Além disso, as medidas de despejo já deferidas enquanto o art. 9º da Lei nº 14.010/2020 estava vetado, mas ainda não foram cumpridas, também certamente serão alvo de controvérsia judicial, uma vez que a mera rejeição do veto pelo Congresso não ofereceu uma solução para esses casos.

 


 

[1] A título de exemplo, manchete da própria agência de notícias da Câmara dos Deputados: “Congresso derruba veto e proíbe despejo de inquilinos durante emergência do coronavírus”. Disponível em: https://www.camara.leg.br/noticias/686196-congresso-derruba-veto-e-despejo-de-inquilinos-ficara-proibido-em-razao-do-coronavirus/

[2] CARREIRÃO, Bruno de Oliveira; DAL GRANDE, Taiana Valar. A aplicabilidade da tutela de urgência nas ações de despejo: uma análise pela ótica do Código de Processo Civil de 2015. In: Anais do XII Congresso de Direito da UFSC. Florianópolis: Centro Acadêmico XI de Fevereiro, 2018. Disponível em: https://www.carreiraodalgrande.com.br/tutela-de-urgencia-despejo-cpc2015.

[3] LOCAÇÃO. DESPEJO. CONCESSÃO DE LIMINAR. POSSIBILIDADE. ART. 59, § 1º, DA LEI N.º 8.245/94. ROL NÃO-EXAURIENTE. SUPERVENIÊNCIA DE ALTERAÇÃO LEGISLATIVA. NORMA PROCESSUAL. INCIDÊNCIA IMEDIATA. DETERMINAÇÃO DE PRESTAÇÃO DE CAUÇÃO. APLICAÇÃO DO DIREITO À ESPÉCIE.

1. O rol previsto no art. 59, § 1º, da Lei n.º 8.245/94, não é taxativo, podendo o magistrado acionar o disposto no art. 273 do CPC para a concessão da antecipação de tutela em ação de despejo, desde que preenchidos os requisitos para a medida.

2. Ainda que se verifique a evidência do direito do autor, para a concessão da tutela antecipada com base no inciso I do art. 273 do CPC não se dispensa a comprovação da urgência da medida, tudo devidamente fundamentado pela decisão concessiva, nos termos do § 1º do mencionado dispositivo. A ausência de fundamentação acerca de todas as exigências legais conduz à nulidade da decisão.

3. Embora o acórdão recorrido careça de fundamentação adequada para a aplicação do art. 273, inciso I, do CPC, a Lei n.º 12.112/09 acrescentou ao art. 59, § 1º, da Lei do Inquilinato, a possibilidade de concessão de liminar em despejo por de “falta de pagamento de aluguel e acessórios da locação”, desde que prestada caução no valor equivalente a três meses de aluguel. Assim, cuidando-se de norma processual, sua incidência é imediata, sendo de rigor a aplicação do direito à espécie, para determinar ao autor a prestação de caução – sob pena de a liminar perder operância.

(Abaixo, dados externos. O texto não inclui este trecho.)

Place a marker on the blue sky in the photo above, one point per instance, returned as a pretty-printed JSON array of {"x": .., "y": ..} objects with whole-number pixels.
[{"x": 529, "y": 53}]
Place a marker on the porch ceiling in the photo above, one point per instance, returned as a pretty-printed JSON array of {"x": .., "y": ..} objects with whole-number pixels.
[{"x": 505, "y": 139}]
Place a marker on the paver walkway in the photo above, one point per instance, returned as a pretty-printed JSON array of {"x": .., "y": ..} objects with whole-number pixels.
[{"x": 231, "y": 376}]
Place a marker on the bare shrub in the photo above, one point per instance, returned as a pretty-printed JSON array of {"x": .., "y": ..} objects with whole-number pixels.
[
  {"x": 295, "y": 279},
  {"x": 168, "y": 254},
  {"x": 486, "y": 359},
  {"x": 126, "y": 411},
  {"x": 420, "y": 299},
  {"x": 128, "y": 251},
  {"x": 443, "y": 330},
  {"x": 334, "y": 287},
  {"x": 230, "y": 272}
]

4. Recurso especial improvido (STJ – REsp 1207161/AL, Rel. Ministro LUIS FELIPE SALOMÃO, QUARTA TURMA, julgado em 08/02/2011, DJe 18/02/2011).

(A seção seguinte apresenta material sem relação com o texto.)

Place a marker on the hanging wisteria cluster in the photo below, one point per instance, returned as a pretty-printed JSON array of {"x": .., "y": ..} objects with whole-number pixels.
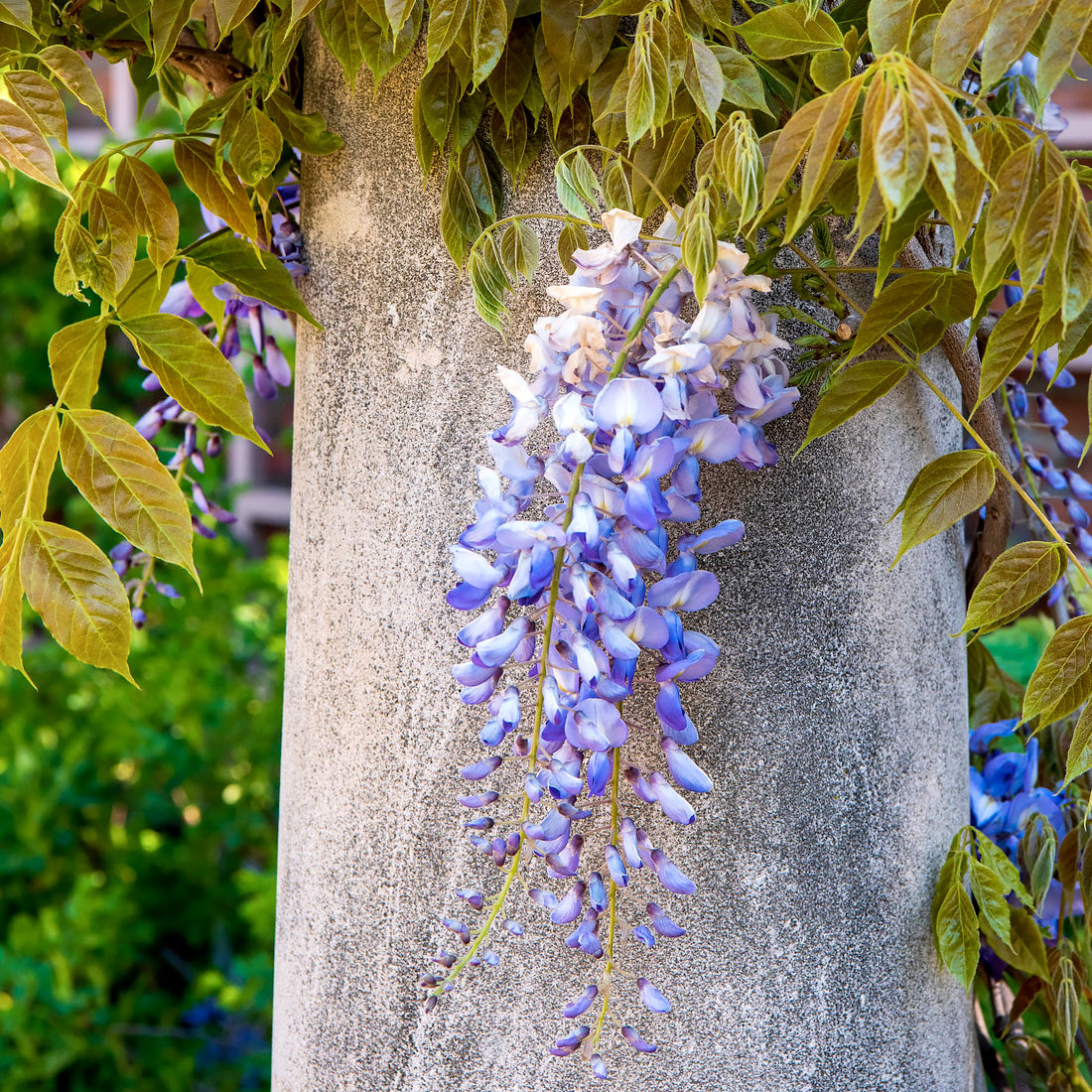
[
  {"x": 262, "y": 358},
  {"x": 577, "y": 552}
]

Bruno de Oliveira Carreirão
Bruno de Oliveira Carreirão

Advogado, mestre em Direito pela Universidade Federal de Santa Catarina – UFSC, pós-graduado em Direito Imobiliário pela Escola Paulista de Direito – EPD e membro das Comissões de Direito Urbanístico e Direito Imobiliário da OAB/SC, da Associação Brasileira de Direito e Economia - ABDE e do Instituto Brasileiro de Direito Imobiliário.